Le manga est très ancré dans la culture japonaise et paraît être le dernier avatar d’une longue évolution picturale au pays du soleil levant. En 1814, le peintre Katsushika Hokusai invente le terme manga en accolant deux caractères chinois (man et ga) signifiant littéralement image dérisoire. Au début du XXe siècle, le manga prend la forme d’une bande dessinée et devient un phénomène de masse. Après la deuxième guerre mondiale, l’émergence de la culture américaine et la découverte des comics trips (BD humoristiques) influencent largement les auteurs de mangas appelés mangakas. L’un deux, Tezuka Osanu, passionné par Walt Disney, donnera naissance au manga moderne.

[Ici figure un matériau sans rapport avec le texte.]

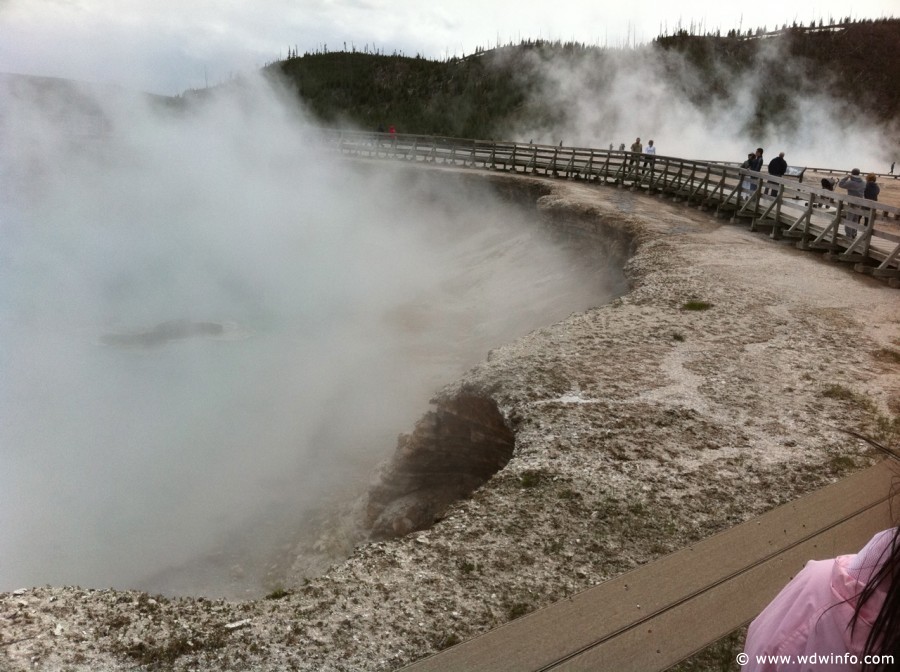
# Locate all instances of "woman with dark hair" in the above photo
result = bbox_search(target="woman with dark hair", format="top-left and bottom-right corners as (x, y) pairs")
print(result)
(741, 528), (900, 672)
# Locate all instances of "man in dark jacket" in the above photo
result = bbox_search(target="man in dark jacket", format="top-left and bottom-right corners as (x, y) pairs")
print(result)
(769, 152), (787, 196)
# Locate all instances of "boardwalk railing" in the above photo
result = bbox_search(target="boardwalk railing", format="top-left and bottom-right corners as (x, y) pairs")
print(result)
(321, 130), (900, 286)
(404, 462), (896, 672)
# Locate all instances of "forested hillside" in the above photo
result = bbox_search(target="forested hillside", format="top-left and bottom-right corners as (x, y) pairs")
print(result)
(266, 19), (900, 150)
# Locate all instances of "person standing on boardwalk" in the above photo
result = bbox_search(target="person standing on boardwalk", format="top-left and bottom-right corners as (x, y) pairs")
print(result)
(750, 147), (763, 173)
(768, 152), (787, 196)
(644, 140), (656, 170)
(631, 138), (644, 167)
(863, 173), (881, 231)
(838, 168), (866, 238)
(741, 528), (900, 672)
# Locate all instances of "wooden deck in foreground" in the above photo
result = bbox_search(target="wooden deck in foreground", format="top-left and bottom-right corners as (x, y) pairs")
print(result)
(404, 461), (896, 672)
(320, 130), (900, 287)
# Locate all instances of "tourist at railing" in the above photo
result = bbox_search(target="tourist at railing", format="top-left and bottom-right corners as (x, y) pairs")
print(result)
(863, 173), (881, 226)
(838, 168), (866, 238)
(644, 140), (656, 170)
(631, 138), (644, 168)
(741, 528), (900, 672)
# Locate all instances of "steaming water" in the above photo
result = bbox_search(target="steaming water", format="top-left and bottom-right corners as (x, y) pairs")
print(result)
(0, 76), (614, 592)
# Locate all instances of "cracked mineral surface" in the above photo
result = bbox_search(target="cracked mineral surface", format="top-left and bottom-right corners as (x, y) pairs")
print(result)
(0, 169), (900, 671)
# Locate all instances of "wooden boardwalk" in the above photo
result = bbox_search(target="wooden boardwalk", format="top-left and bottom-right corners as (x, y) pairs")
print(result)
(404, 461), (897, 672)
(322, 131), (900, 287)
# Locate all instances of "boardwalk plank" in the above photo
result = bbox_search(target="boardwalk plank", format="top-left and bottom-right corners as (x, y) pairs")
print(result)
(404, 463), (893, 672)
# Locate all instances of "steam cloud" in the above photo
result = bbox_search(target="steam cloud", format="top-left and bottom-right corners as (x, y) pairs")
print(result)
(0, 76), (609, 590)
(495, 40), (896, 171)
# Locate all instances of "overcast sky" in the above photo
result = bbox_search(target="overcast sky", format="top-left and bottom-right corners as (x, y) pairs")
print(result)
(0, 0), (898, 94)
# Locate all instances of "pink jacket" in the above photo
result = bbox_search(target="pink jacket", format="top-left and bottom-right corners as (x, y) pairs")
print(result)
(741, 529), (894, 672)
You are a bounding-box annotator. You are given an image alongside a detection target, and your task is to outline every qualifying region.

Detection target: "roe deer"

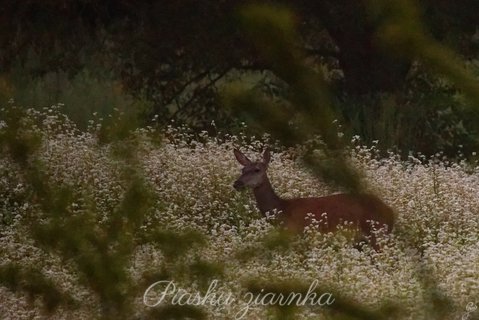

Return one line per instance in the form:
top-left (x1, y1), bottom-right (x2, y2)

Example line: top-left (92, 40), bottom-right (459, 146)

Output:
top-left (233, 149), bottom-right (394, 250)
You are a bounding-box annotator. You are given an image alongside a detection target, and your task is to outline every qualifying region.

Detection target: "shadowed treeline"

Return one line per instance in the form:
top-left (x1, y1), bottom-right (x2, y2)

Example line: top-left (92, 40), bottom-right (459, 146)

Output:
top-left (0, 1), bottom-right (479, 319)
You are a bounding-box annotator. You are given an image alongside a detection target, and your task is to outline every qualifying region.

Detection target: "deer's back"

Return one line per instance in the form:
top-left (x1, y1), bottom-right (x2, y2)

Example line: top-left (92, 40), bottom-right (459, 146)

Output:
top-left (282, 194), bottom-right (394, 233)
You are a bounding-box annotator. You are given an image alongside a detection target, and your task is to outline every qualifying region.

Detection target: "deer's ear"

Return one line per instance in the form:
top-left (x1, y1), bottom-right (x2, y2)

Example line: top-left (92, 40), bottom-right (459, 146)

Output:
top-left (263, 147), bottom-right (271, 165)
top-left (233, 149), bottom-right (251, 166)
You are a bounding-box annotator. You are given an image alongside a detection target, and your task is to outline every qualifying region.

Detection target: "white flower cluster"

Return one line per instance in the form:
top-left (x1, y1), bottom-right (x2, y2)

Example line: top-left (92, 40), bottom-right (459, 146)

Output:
top-left (0, 108), bottom-right (479, 319)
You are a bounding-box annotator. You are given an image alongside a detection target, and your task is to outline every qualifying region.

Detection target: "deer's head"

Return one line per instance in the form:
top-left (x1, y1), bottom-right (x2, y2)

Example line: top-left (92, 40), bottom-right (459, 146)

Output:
top-left (233, 148), bottom-right (271, 190)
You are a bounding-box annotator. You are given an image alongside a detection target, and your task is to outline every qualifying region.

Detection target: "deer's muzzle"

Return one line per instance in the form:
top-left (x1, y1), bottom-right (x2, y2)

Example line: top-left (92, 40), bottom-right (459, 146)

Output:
top-left (233, 180), bottom-right (244, 190)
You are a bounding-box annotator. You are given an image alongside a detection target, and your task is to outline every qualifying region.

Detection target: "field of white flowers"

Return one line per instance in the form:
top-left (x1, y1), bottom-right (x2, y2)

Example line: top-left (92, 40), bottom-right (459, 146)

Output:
top-left (0, 108), bottom-right (479, 319)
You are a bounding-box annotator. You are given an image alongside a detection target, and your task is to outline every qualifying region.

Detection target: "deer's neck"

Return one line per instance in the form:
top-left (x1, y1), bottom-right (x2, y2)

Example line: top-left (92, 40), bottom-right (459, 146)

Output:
top-left (253, 177), bottom-right (282, 215)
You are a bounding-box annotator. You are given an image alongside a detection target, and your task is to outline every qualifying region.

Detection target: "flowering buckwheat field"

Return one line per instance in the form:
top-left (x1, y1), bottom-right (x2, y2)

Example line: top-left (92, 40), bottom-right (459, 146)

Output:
top-left (0, 108), bottom-right (479, 319)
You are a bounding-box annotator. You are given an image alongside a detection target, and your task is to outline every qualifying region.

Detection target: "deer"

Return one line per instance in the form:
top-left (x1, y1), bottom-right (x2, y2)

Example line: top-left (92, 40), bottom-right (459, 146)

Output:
top-left (233, 148), bottom-right (395, 251)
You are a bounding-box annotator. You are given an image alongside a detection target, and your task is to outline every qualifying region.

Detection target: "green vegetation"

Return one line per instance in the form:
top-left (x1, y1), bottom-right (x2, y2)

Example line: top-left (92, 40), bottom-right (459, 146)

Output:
top-left (0, 0), bottom-right (479, 319)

Apparu en France dans la revue
Le crie qui tue, le manga a pris son essor dans les années 1990 avec les premières publications de Jacques Glénat (Akira et Dragon Ball). À la télévision Dragon Ball Z, le dessin japonais emblématique du Club Dorothée remporte un succès fabuleux. Le manga est totalement différent d’une BD classique, précise Hugo 16 ans. Il est le plus souvent en noir et blanc, se lit de droite à gauche et possède un nombre de planches très important. Je m’intéresse essentiellement aux mangas d’aventure et de science fiction. J’apprécie les dessins très travaillés et les scénarios. Les genres de mangas sont divers et variés mais dans les pays francophones, seules trois catégories sont couramment publiées : les shôjo s’adressent aux adolescentes, les shônen aux adolescents et les seinen concernent les adultes.
Entre littérature et cinéma
Les mangas comportent peu de décors et le graphisme général insiste sur le mouvement, reprenant pour ce faire les cadrages du cinéma. Les personnages possèdent des yeux démesurément grands à l’expressivité majorée. Les attitudes et sentiments des personnages comme la colère ou la jalousie sont exacerbées. Les découpages variables et les chevauchements d’images favorisent une atmosphère de confusion voire de violence. Il y a de l’action et ça se voit, précise Damien 18 ans. C’est comme au cinéma. J’aime particulièrement les scènes de combats où l’on découvre les arts martiaux.
Génération de l’image
La plupart des adolescents d’aujourd’hui, nourris par les séries TV et les jeux vidéo, accrochent avec le manga parce qu’il fait partie de leur culture, marquée par l’omnipotence de l’image. Mais tous ne sont pas séduits. Les mangas ne m’attirent pas, relate Mathilde, 21 ans, « alors que j’apprécie certaines BD classiques pour la richesse du texte, la profondeur de l’intrigue et la beauté des dessins ». La littérature, à travers la puissance des mots et leur diversité, nourrit notre imaginaire et favorise une réelle création. La culture de l’image nous impose sa vision des choses et nous rend plus passif. Pour que la découverte des mangas se révèle une aventure culturelle non réductrice mais enrichissante, il paraît essentiel qu’elle s’inscrive au coeur d’une culture littéraire plus large.